Qwik PDF is a Qlik Sense Server Side Extension which enables table data to be read from a PDF. It is based on tabula-py: https://github.com/chezou/tabula-py
- Python 3.7.2 installed. This could work with other Python versions, however it has only be tested on this version. You can download 3.7.2 from here: https://www.python.org/ftp/python/3.7.2/python-3.7.2-amd64.exe
- tabula-py is a wrapper of tabula-java, therefore Java 7 or 8 needs to be installed. For Windows please check this guide here if you get any Java related errors: https://github.com/chezou/tabula-py#get-tabula-py-working-windows-10
- A local version of Tabula will be needed to create templates needed to interpret which data to take from a PDF. You can download Tabula from here https://tabula.technology/
- Clone or download this repository somewhere on your computer
- Navigate to the qwik-pdf folder within a terminal and execute the following command
pip install -r requirements.txt
- Add a new analytic connection to Qlik Sense with the following properties:
- Name: PythonPDF
- Host: localhost (or the host name where you are running this SSE)
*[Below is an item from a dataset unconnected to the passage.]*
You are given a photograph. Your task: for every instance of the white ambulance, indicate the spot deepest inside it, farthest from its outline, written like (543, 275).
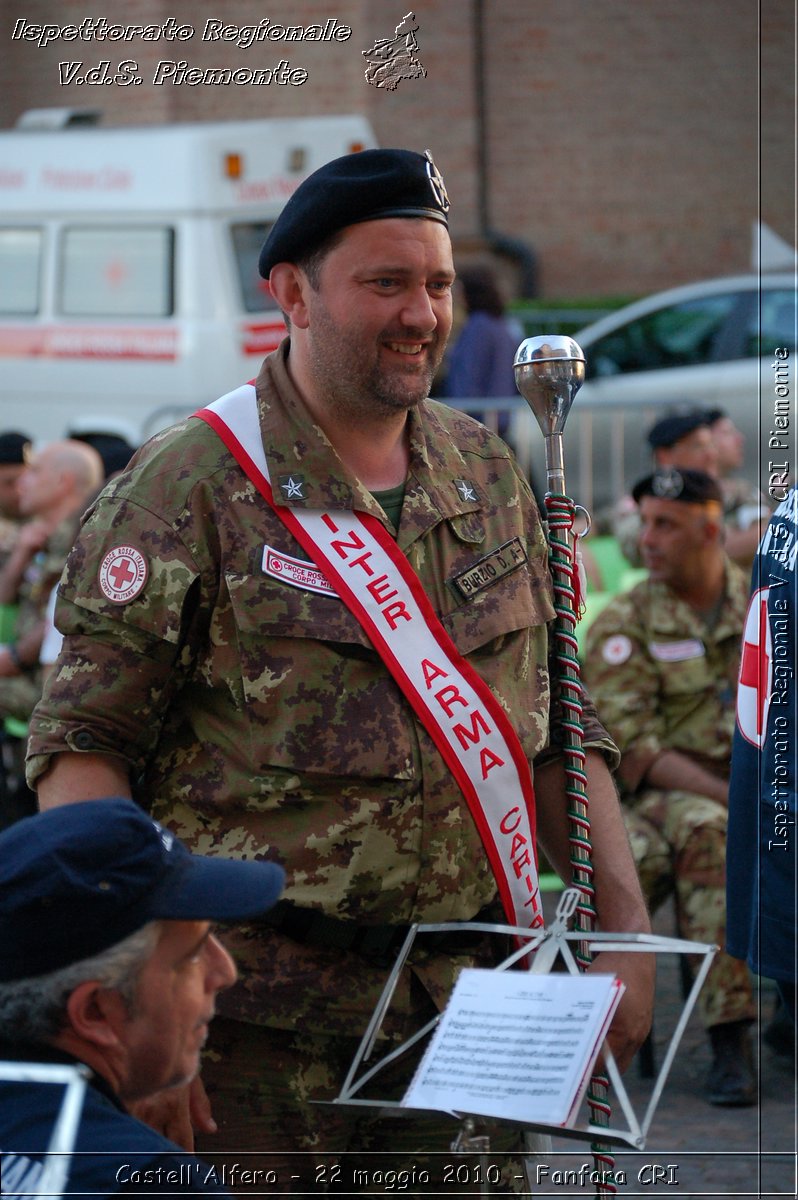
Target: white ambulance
(129, 285)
- Port: 50444 Qlik Sense Enterprise: https://help.qlik.com/en-US/sense/June2019/Subsystems/ManagementConsole/Content/Sense_QMC/create-analytic-connection.htm Qlik Sense Desktop: https://help.qlik.com/en-US/sense/June2019/Subsystems/Hub/Content/Sense_Hub/Introduction/configure-analytic-connection-desktop.htm
Within this repository there is a sample app Python PDF, sample PDF fs2.pdf abd sample template template.json
- Start the analytic connection by navigating to the qwik-pdf folder within a terminal and executing the following command
python __main__.py
- Restart the Qlik Sense Engine or the Qlik Sense Desktop if you are using the Qlik Sense Desktop
- Import the app named Python PDF
- Open the load script and replace
PATH_TO_PDF
andPATH_TO_TEMPLATE
with the path to the qwik-pdf folder - Reload the App and it should be working
This SSE Works together with Tabula, therefore you will need to take some steps within this tool first before you can load your PDF data into Qlik Sense
- Open up Tabula and hit Browse and Select a PDF and then Import
- Use the wizard to select data from the PDF. Use the preview to ensure you are extracting the correct data. Make note if the extraction method stream or lattice fits your data better
- Once you are sure you are extracting the correct data, click on the template button to save the template
- Navigate to the My Templates section and download the template JSON file. Take note of where you save this as you will need this location in the next step
- Within the Qlik Sense App, replace the template entry in the inline table with the path and file name of the template you downloaded in step 4
- Within the Qlik Sense App, replace the extraction_method in the inline table with the extraction method which fit your data better in step 2. (Note only stream and lattice can be given as options in all lowercase)